I read the spell again. A long one for a lock, it was a poem in the form of a villanelle, each repeated line hammering home the Locksmith’s intention of exacting revenge.
You are Frost Maiden in your day,
You have captured my true love’s heart,
For this the price you must pay.
Your words, your voice, have too much sway.
Each thing you say pierces like a dart.
You are Frost Maiden in your day.
You cannot love them in any way,
Yet, many a man loves you in his heart,
For this the price you must pay.
You may be as beautiful as the Fae,
But nothing changes what thou art.
You are Frost Maiden in your day.
A fire witch locks your heart away.
No one else can see all that thou art.
This is the price you must pay.
My anger, my jealousy, over you hold sway,
I hate you for all that thou art.
You are Frost Maiden in your day,
For this the price you must pay.
I set the flame to work at the end of the poem. It wouldn’t budge. What would it take to reverse this lock? The flame grew bright enough to sear, like looking into the sun. I cowered away from it.
This was going to hurt.
Compulsion
I shoved the flame backwards through the words of the spell. Halfway through, I was drenched in sweat. Pushing the flame was like struggling with a red-hot wheelbarrow loaded down with a pile of bricks. With two tercets left to go, I was shivering as with a fever. With one tercet left, I faced possible death by fire for the third time. I lay down on the cold floor and kept shoving. My breath came in ragged gasps and my clothes were soaked through.
Why was I torturing myself?
I was doing it for Beorn and René. I clung to that thought like a lifeline. Let me stop, I whimpered, but some other part of my mind said, almost done, keep going, almost done.
I shoved the flame through the last letter. With a crack as intense as the lightning bolts the Warlock had called down on the mountain, a surge of light rolled over me, followed by utter blackness.
A worried-looking blonde woman I didn’t recognise poured gallons of cold water over me, nearly drowning me. Lights appeared. People milled around, shouting. Beorn stood astride the aerie like Thor, hurling Mjöllnir at his enemies.

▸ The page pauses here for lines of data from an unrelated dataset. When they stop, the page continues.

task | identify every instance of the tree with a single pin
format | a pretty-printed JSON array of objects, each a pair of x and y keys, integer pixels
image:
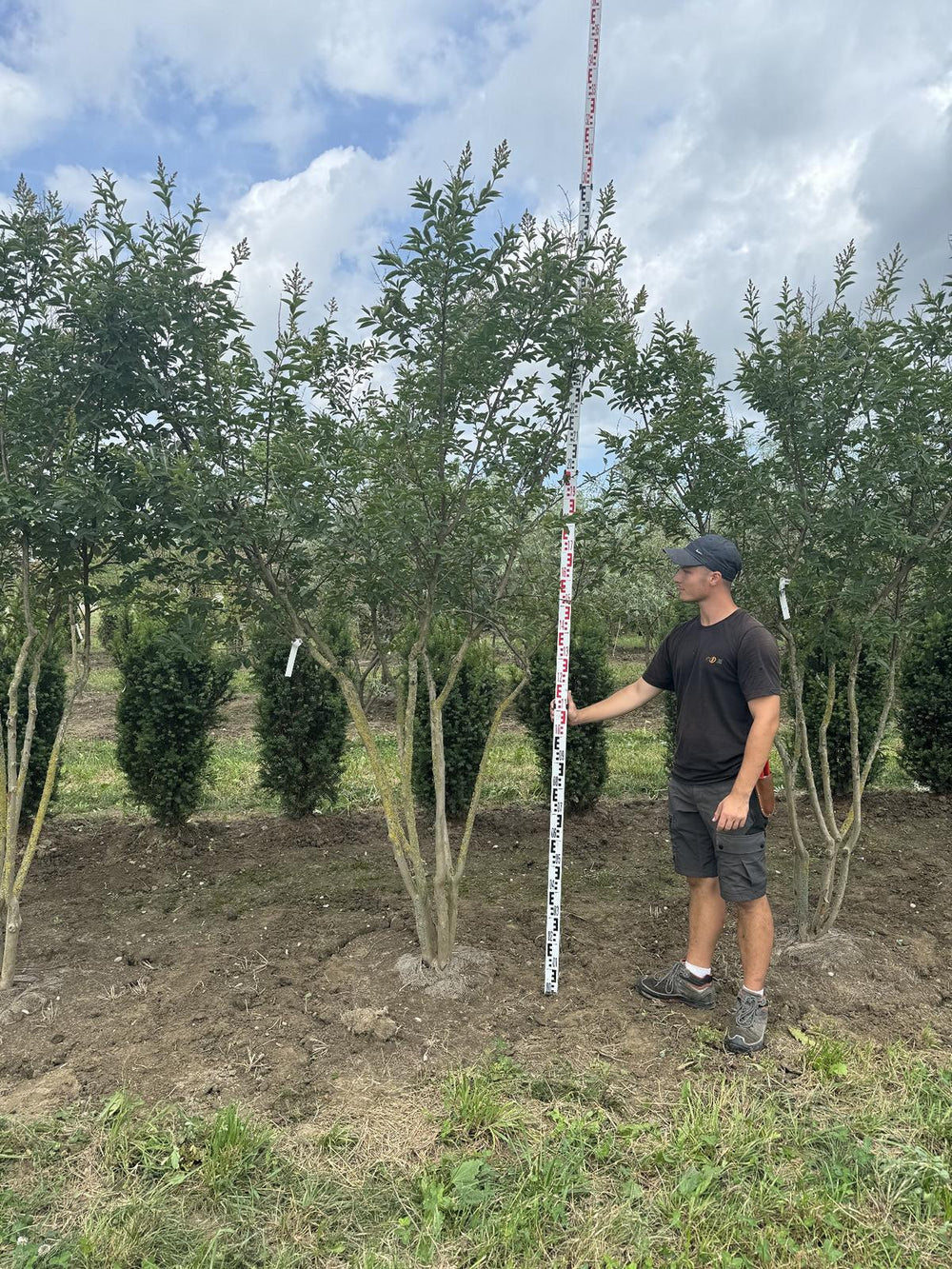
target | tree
[
  {"x": 590, "y": 679},
  {"x": 51, "y": 697},
  {"x": 467, "y": 716},
  {"x": 88, "y": 325},
  {"x": 841, "y": 485},
  {"x": 402, "y": 472}
]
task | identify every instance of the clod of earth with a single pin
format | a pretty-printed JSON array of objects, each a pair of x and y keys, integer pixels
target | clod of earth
[
  {"x": 369, "y": 1021},
  {"x": 470, "y": 970}
]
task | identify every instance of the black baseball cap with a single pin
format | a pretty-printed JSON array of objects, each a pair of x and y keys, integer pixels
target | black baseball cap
[{"x": 711, "y": 551}]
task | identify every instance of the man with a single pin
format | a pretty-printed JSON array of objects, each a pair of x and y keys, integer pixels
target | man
[{"x": 724, "y": 666}]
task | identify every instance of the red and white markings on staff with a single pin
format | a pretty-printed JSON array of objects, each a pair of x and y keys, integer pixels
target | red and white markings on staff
[{"x": 560, "y": 724}]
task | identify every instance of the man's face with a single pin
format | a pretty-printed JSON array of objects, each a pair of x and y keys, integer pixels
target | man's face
[{"x": 693, "y": 583}]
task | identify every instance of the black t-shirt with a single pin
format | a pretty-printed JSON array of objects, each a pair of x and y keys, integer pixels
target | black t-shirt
[{"x": 715, "y": 670}]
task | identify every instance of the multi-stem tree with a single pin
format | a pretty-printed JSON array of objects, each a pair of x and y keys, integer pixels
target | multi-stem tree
[
  {"x": 83, "y": 320},
  {"x": 398, "y": 476}
]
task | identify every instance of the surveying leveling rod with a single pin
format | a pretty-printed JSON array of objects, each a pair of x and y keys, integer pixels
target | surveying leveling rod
[{"x": 554, "y": 918}]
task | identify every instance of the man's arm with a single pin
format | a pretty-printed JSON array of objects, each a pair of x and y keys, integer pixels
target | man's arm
[
  {"x": 624, "y": 701},
  {"x": 733, "y": 811}
]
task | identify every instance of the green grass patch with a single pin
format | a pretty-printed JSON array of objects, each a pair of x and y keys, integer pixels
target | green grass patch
[{"x": 564, "y": 1168}]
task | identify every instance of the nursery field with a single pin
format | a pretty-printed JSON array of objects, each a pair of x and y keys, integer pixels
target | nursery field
[{"x": 209, "y": 1060}]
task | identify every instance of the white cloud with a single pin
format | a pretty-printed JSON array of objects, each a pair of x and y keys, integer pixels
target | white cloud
[{"x": 745, "y": 140}]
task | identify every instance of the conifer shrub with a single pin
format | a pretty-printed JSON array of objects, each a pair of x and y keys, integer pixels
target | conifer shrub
[
  {"x": 116, "y": 624},
  {"x": 174, "y": 684},
  {"x": 51, "y": 697},
  {"x": 589, "y": 681},
  {"x": 925, "y": 712},
  {"x": 467, "y": 716},
  {"x": 300, "y": 723}
]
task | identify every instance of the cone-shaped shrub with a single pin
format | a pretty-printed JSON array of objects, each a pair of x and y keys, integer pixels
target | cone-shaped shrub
[
  {"x": 589, "y": 681},
  {"x": 467, "y": 715},
  {"x": 300, "y": 723},
  {"x": 925, "y": 713},
  {"x": 173, "y": 688},
  {"x": 51, "y": 696}
]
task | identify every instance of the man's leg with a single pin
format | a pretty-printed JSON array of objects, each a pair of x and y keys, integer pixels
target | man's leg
[
  {"x": 743, "y": 873},
  {"x": 693, "y": 852},
  {"x": 706, "y": 915},
  {"x": 756, "y": 941}
]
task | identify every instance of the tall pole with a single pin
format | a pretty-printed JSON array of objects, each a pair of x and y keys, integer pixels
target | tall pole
[{"x": 560, "y": 724}]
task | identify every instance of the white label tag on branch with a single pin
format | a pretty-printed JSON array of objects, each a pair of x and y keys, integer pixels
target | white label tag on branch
[
  {"x": 292, "y": 658},
  {"x": 784, "y": 605}
]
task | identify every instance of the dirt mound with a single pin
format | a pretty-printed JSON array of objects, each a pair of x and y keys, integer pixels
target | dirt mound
[{"x": 257, "y": 963}]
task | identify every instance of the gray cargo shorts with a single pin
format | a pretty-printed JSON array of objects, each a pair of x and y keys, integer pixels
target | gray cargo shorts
[{"x": 737, "y": 858}]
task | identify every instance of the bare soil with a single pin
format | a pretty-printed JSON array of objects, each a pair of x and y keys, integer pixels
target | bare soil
[{"x": 257, "y": 961}]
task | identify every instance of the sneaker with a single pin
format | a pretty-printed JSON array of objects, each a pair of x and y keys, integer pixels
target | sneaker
[
  {"x": 746, "y": 1035},
  {"x": 680, "y": 983}
]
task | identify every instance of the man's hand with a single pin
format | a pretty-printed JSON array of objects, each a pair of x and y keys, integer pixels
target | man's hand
[
  {"x": 731, "y": 812},
  {"x": 571, "y": 711}
]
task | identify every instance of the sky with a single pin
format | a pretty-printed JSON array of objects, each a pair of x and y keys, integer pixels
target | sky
[{"x": 746, "y": 138}]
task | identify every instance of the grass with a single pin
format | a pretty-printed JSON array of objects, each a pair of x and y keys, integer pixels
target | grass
[{"x": 566, "y": 1168}]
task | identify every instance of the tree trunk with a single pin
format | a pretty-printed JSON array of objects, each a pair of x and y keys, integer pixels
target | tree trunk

Which was real? Which was a fever-induced phantasm?
Mother Celeste, in a wet nightgown, cradled my head in her arms. Jean, one-eyed in a slouch hat, Hugnin and Muninn on his shoulders, brooded over the world from Mount Olympus. Blue-eyed Hera by his side waited to exact revenge on any young woman his eye alighted on.
Good grief, how did I get so muddled?
The blonde woman reappeared and put a hand on my temple. Her eyes were cool but not unkind, not icy like those of…the Frost Maiden?
“You will live,” she said, “although if I had not woken you might not have. Now that you are awake, will you please tell us what in Heaven’s name did you do? Something quite drastic, obviously. If you have damaged the Office of the Northern Waters you may come to wish I had left you to die, but I admit it feels more like it has been fixed than broken. Now, talk.”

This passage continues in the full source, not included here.